Sammo Hung is a Hong Kong actor, director, producer, and martial artist who has made a significant contribution to Asian cinema. He was born on January 7, 1952, in Hong Kong, and started his career in the entertainment industry as a child actor in the 1960s.
In the 1970s, Sammo became a key player in the Hong Kong film industry, and he gained widespread recognition for his work in martial arts films. He appeared in many popular films of the era, including “Enter the Dragon” (1973), “The Iron-Fisted Monk” (1977), and “Warriors Two” (1978).
Sammo also began to work as a choreographer and director in the late 1970s, and he quickly established himself as one of the most innovative and influential figures in Hong Kong cinema. He directed and choreographed several highly acclaimed films, including “The Prodigal Son” (1981), “Winners and Sinners” (1983), and “Eastern Condors” (1987).

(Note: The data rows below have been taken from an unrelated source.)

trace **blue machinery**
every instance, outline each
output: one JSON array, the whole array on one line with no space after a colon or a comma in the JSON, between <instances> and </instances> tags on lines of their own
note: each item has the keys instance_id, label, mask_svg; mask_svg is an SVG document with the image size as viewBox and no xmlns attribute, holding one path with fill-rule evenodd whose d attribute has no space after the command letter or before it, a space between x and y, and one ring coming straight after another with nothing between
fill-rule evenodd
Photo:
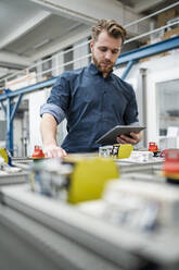
<instances>
[{"instance_id":1,"label":"blue machinery","mask_svg":"<svg viewBox=\"0 0 179 270\"><path fill-rule=\"evenodd\" d=\"M122 75L122 78L125 79L131 70L132 65L138 62L142 58L151 57L154 54L158 54L161 52L165 52L168 50L172 50L179 47L179 36L163 40L158 44L153 44L137 50L132 50L130 52L126 52L120 54L116 64L128 63L125 72ZM3 109L7 118L7 148L13 155L13 119L15 112L17 111L18 105L22 100L24 94L33 93L39 90L44 87L52 86L55 82L56 77L52 77L50 79L43 81L41 83L37 83L35 85L30 85L18 90L11 91L10 89L5 89L5 94L0 96L0 105ZM13 105L13 98L18 97L15 105ZM5 105L4 101L7 100Z\"/></svg>"}]
</instances>

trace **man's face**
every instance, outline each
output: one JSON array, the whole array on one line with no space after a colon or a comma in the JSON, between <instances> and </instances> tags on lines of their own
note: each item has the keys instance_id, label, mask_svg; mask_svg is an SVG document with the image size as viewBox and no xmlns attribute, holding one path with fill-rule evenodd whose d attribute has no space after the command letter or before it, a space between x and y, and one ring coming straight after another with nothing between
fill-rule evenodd
<instances>
[{"instance_id":1,"label":"man's face","mask_svg":"<svg viewBox=\"0 0 179 270\"><path fill-rule=\"evenodd\" d=\"M122 38L114 38L102 30L98 40L90 42L92 60L105 77L113 69L122 48Z\"/></svg>"}]
</instances>

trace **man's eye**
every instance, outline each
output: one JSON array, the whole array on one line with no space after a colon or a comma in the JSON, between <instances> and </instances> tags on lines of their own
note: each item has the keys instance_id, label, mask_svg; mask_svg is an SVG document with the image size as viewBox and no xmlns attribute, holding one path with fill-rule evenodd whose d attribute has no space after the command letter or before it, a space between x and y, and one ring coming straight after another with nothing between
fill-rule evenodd
<instances>
[{"instance_id":1,"label":"man's eye","mask_svg":"<svg viewBox=\"0 0 179 270\"><path fill-rule=\"evenodd\" d=\"M101 47L101 48L99 48L101 51L106 51L107 50L107 48L105 48L105 47Z\"/></svg>"}]
</instances>

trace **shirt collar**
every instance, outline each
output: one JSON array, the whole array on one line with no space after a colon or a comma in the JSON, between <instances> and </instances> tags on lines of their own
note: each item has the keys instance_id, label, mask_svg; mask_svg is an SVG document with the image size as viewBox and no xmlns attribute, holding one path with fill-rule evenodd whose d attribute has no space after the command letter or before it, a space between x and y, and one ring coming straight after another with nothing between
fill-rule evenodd
<instances>
[{"instance_id":1,"label":"shirt collar","mask_svg":"<svg viewBox=\"0 0 179 270\"><path fill-rule=\"evenodd\" d=\"M93 64L92 62L89 64L88 69L89 69L91 74L103 76L103 73L101 71L99 71L97 69L95 64ZM112 73L113 73L113 70L110 72L110 74L106 77L108 77L108 78L112 77Z\"/></svg>"}]
</instances>

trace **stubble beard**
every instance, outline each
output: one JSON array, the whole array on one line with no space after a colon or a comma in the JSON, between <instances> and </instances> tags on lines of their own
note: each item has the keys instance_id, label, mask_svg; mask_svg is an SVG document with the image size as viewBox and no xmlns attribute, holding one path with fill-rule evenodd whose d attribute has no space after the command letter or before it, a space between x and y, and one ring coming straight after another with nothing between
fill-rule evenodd
<instances>
[{"instance_id":1,"label":"stubble beard","mask_svg":"<svg viewBox=\"0 0 179 270\"><path fill-rule=\"evenodd\" d=\"M97 69L101 71L104 75L107 75L113 70L114 63L110 60L98 61L94 56L92 56L92 60ZM102 63L107 64L107 66L102 66Z\"/></svg>"}]
</instances>

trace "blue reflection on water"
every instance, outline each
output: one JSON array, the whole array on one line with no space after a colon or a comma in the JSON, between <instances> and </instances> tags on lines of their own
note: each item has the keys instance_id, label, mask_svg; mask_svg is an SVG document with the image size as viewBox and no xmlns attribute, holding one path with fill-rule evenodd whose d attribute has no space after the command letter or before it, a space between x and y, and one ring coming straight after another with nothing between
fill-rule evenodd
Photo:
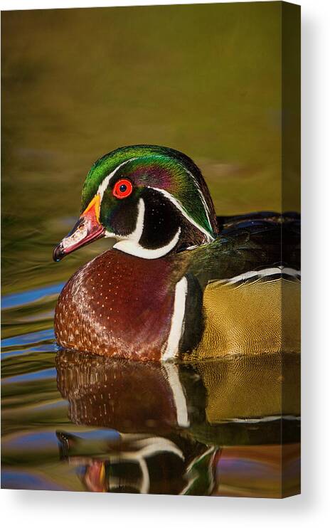
<instances>
[{"instance_id":1,"label":"blue reflection on water","mask_svg":"<svg viewBox=\"0 0 330 528\"><path fill-rule=\"evenodd\" d=\"M12 293L4 295L1 299L2 309L13 308L15 306L27 305L35 301L40 300L46 295L53 295L60 293L65 283L58 283L50 286L29 290L21 293Z\"/></svg>"}]
</instances>

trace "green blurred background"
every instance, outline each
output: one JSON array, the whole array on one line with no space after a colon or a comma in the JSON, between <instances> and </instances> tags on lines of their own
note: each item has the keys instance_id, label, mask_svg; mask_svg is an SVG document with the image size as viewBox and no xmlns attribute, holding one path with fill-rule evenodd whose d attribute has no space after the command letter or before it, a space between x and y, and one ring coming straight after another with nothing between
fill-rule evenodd
<instances>
[{"instance_id":1,"label":"green blurred background","mask_svg":"<svg viewBox=\"0 0 330 528\"><path fill-rule=\"evenodd\" d=\"M119 146L187 154L218 214L281 210L281 4L2 14L4 293L65 280L108 245L51 260L90 165Z\"/></svg>"}]
</instances>

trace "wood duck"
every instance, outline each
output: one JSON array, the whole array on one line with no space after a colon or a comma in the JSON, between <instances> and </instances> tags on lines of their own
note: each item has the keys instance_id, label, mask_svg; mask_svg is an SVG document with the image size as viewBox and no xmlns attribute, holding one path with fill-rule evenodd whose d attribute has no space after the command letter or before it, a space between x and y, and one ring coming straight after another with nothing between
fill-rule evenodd
<instances>
[{"instance_id":1,"label":"wood duck","mask_svg":"<svg viewBox=\"0 0 330 528\"><path fill-rule=\"evenodd\" d=\"M101 237L115 239L112 249L59 297L63 348L189 361L299 351L297 215L217 217L191 159L134 145L92 167L80 218L53 258Z\"/></svg>"}]
</instances>

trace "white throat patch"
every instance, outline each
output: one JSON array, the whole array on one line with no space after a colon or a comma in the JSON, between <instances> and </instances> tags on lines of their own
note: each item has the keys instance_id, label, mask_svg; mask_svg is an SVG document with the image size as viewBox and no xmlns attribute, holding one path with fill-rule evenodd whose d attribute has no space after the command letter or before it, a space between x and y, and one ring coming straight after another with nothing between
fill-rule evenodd
<instances>
[{"instance_id":1,"label":"white throat patch","mask_svg":"<svg viewBox=\"0 0 330 528\"><path fill-rule=\"evenodd\" d=\"M115 249L119 249L120 251L124 251L125 253L147 259L159 258L164 256L175 248L178 243L181 232L181 228L179 228L173 238L166 245L163 245L161 248L157 248L156 249L144 248L139 243L144 226L144 211L146 208L144 201L142 198L140 198L137 207L137 225L135 229L130 235L120 236L110 231L106 231L105 236L117 238L118 242L116 242L113 247Z\"/></svg>"}]
</instances>

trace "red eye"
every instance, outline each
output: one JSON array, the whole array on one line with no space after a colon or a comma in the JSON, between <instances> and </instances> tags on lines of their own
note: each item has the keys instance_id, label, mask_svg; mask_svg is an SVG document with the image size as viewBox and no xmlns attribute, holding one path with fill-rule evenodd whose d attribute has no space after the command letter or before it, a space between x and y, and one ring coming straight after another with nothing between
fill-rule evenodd
<instances>
[{"instance_id":1,"label":"red eye","mask_svg":"<svg viewBox=\"0 0 330 528\"><path fill-rule=\"evenodd\" d=\"M133 190L133 186L128 179L119 179L115 184L112 194L116 198L127 198Z\"/></svg>"}]
</instances>

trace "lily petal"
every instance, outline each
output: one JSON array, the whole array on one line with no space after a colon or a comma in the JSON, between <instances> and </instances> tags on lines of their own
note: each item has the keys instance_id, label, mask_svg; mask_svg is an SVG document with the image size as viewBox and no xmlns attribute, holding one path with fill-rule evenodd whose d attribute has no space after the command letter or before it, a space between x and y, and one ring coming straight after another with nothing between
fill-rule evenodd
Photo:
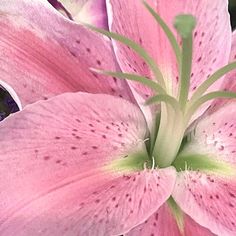
<instances>
[{"instance_id":1,"label":"lily petal","mask_svg":"<svg viewBox=\"0 0 236 236\"><path fill-rule=\"evenodd\" d=\"M236 61L236 31L233 32L232 35L232 47L230 54L230 62ZM221 90L236 92L236 69L232 72L228 73L223 80L223 84L221 85ZM222 107L225 103L231 102L231 99L216 99L212 103L211 112L215 112L220 107Z\"/></svg>"},{"instance_id":2,"label":"lily petal","mask_svg":"<svg viewBox=\"0 0 236 236\"><path fill-rule=\"evenodd\" d=\"M104 0L48 1L75 22L84 22L100 28L107 28L106 2Z\"/></svg>"},{"instance_id":3,"label":"lily petal","mask_svg":"<svg viewBox=\"0 0 236 236\"><path fill-rule=\"evenodd\" d=\"M183 171L177 178L173 197L185 213L213 233L235 235L235 177Z\"/></svg>"},{"instance_id":4,"label":"lily petal","mask_svg":"<svg viewBox=\"0 0 236 236\"><path fill-rule=\"evenodd\" d=\"M3 0L0 76L22 105L74 91L132 99L125 81L90 67L119 70L110 42L61 17L47 1Z\"/></svg>"},{"instance_id":5,"label":"lily petal","mask_svg":"<svg viewBox=\"0 0 236 236\"><path fill-rule=\"evenodd\" d=\"M112 31L125 35L142 45L159 65L168 91L176 94L179 77L173 50L166 35L141 2L107 0L109 27ZM147 2L164 19L174 34L176 32L173 29L173 21L176 15L186 13L197 18L197 27L194 32L191 95L209 75L228 63L231 47L228 1L149 0ZM118 62L123 71L153 78L146 63L132 50L117 42L114 42L114 45ZM129 83L132 84L136 92L141 94L143 99L151 95L151 92L143 86L136 85L134 82ZM219 86L220 84L215 84L211 89L215 90ZM139 97L137 98L140 100Z\"/></svg>"},{"instance_id":6,"label":"lily petal","mask_svg":"<svg viewBox=\"0 0 236 236\"><path fill-rule=\"evenodd\" d=\"M183 231L180 230L174 215L165 203L143 224L132 229L127 236L213 236L206 228L198 225L188 215L183 215Z\"/></svg>"},{"instance_id":7,"label":"lily petal","mask_svg":"<svg viewBox=\"0 0 236 236\"><path fill-rule=\"evenodd\" d=\"M173 191L173 167L112 168L146 157L146 122L124 99L63 94L26 106L0 129L3 236L123 234Z\"/></svg>"},{"instance_id":8,"label":"lily petal","mask_svg":"<svg viewBox=\"0 0 236 236\"><path fill-rule=\"evenodd\" d=\"M235 119L231 102L199 122L179 154L190 170L179 172L173 192L185 213L217 235L236 233Z\"/></svg>"}]
</instances>

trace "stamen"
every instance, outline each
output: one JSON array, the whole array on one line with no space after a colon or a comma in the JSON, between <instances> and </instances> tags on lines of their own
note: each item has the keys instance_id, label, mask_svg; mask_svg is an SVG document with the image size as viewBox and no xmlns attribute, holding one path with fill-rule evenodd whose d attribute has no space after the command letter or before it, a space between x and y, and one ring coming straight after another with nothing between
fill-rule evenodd
<instances>
[{"instance_id":1,"label":"stamen","mask_svg":"<svg viewBox=\"0 0 236 236\"><path fill-rule=\"evenodd\" d=\"M184 110L188 100L190 86L193 54L193 30L196 26L196 20L192 15L179 15L175 18L174 26L182 37L183 44L179 102L181 108Z\"/></svg>"},{"instance_id":2,"label":"stamen","mask_svg":"<svg viewBox=\"0 0 236 236\"><path fill-rule=\"evenodd\" d=\"M96 27L94 27L92 25L88 25L88 24L83 24L83 25L93 31L96 31L100 34L106 35L107 37L115 39L116 41L119 41L119 42L129 46L130 48L132 48L150 66L150 68L155 76L155 79L160 83L160 85L162 87L165 88L164 77L163 77L160 69L158 68L155 60L145 51L145 49L143 47L141 47L139 44L135 43L134 41L132 41L129 38L122 36L120 34L116 34L114 32L109 32L104 29L99 29L99 28L96 28Z\"/></svg>"},{"instance_id":3,"label":"stamen","mask_svg":"<svg viewBox=\"0 0 236 236\"><path fill-rule=\"evenodd\" d=\"M155 169L155 158L152 156L152 170Z\"/></svg>"},{"instance_id":4,"label":"stamen","mask_svg":"<svg viewBox=\"0 0 236 236\"><path fill-rule=\"evenodd\" d=\"M162 30L166 34L174 52L175 52L177 62L180 65L180 63L181 63L181 50L180 50L179 44L178 44L174 34L172 33L171 29L168 27L168 25L165 23L165 21L152 9L152 7L146 1L143 1L143 4L147 8L147 10L150 12L150 14L155 18L157 23L161 26Z\"/></svg>"},{"instance_id":5,"label":"stamen","mask_svg":"<svg viewBox=\"0 0 236 236\"><path fill-rule=\"evenodd\" d=\"M115 76L115 77L118 77L120 79L127 79L127 80L137 81L137 82L149 87L150 89L154 90L157 93L160 93L160 94L166 93L166 91L163 89L163 87L161 85L155 83L154 81L152 81L150 79L147 79L144 76L129 74L129 73L123 73L123 72L104 71L104 70L98 70L98 69L94 69L94 68L90 68L90 70L94 71L98 74Z\"/></svg>"}]
</instances>

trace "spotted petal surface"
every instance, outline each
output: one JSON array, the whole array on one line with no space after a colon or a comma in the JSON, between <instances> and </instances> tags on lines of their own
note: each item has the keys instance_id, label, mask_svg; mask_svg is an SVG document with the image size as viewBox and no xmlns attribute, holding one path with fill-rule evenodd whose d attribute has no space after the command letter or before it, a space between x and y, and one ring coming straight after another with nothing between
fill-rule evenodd
<instances>
[{"instance_id":1,"label":"spotted petal surface","mask_svg":"<svg viewBox=\"0 0 236 236\"><path fill-rule=\"evenodd\" d=\"M183 215L183 229L180 229L168 204L163 204L158 211L143 224L132 229L127 236L213 236L206 228L198 225L188 215Z\"/></svg>"},{"instance_id":2,"label":"spotted petal surface","mask_svg":"<svg viewBox=\"0 0 236 236\"><path fill-rule=\"evenodd\" d=\"M143 115L121 98L63 94L28 105L0 129L3 236L122 234L173 190L172 167L113 168L147 158Z\"/></svg>"},{"instance_id":3,"label":"spotted petal surface","mask_svg":"<svg viewBox=\"0 0 236 236\"><path fill-rule=\"evenodd\" d=\"M190 86L190 94L192 94L209 75L228 63L231 47L228 1L149 0L147 2L164 19L176 38L177 34L173 29L176 15L192 14L197 19ZM144 8L142 1L107 0L107 9L110 29L143 46L159 65L166 80L168 91L176 94L179 81L176 58L167 37ZM130 48L117 42L114 42L114 46L123 71L153 78L147 64ZM137 99L140 102L152 94L143 86L136 83L130 84L139 94ZM219 88L219 86L220 84L212 86L212 90Z\"/></svg>"},{"instance_id":4,"label":"spotted petal surface","mask_svg":"<svg viewBox=\"0 0 236 236\"><path fill-rule=\"evenodd\" d=\"M236 233L235 119L236 106L231 102L200 121L180 153L186 163L199 157L200 167L179 172L173 193L184 212L217 235ZM201 165L206 159L218 168Z\"/></svg>"},{"instance_id":5,"label":"spotted petal surface","mask_svg":"<svg viewBox=\"0 0 236 236\"><path fill-rule=\"evenodd\" d=\"M61 17L47 1L3 0L0 12L0 77L23 106L70 91L131 99L125 81L90 71L118 70L108 40Z\"/></svg>"},{"instance_id":6,"label":"spotted petal surface","mask_svg":"<svg viewBox=\"0 0 236 236\"><path fill-rule=\"evenodd\" d=\"M75 22L107 28L104 0L48 0L57 10Z\"/></svg>"}]
</instances>

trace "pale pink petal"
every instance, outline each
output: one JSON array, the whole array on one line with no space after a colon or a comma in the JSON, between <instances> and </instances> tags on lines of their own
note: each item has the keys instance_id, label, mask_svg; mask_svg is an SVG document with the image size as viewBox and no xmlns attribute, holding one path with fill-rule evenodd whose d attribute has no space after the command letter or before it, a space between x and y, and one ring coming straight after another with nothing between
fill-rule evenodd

In the 1980s and 1990s, Sammo continued to work as an actor, director, and producer, and he became a major figure in the Hong Kong film industry. He appeared in many popular films of the era, including “Project A” (1983), “My Lucky Stars” (1985), and “Pedicab Driver” (1989). Also, in the 90s Sammo had his own prime-time American television show, Martial Law, alongside a personal favorite actor of mine… Kelly Hu.
Sammo’s work has had a profound impact on Asian cinema, and he has been recognized with numerous awards and honors throughout his career. In 2016, he was awarded the Golden Mulberry Lifetime Achievement Award at the Far East Film Festival in Italy, and he continues to work in the film industry today.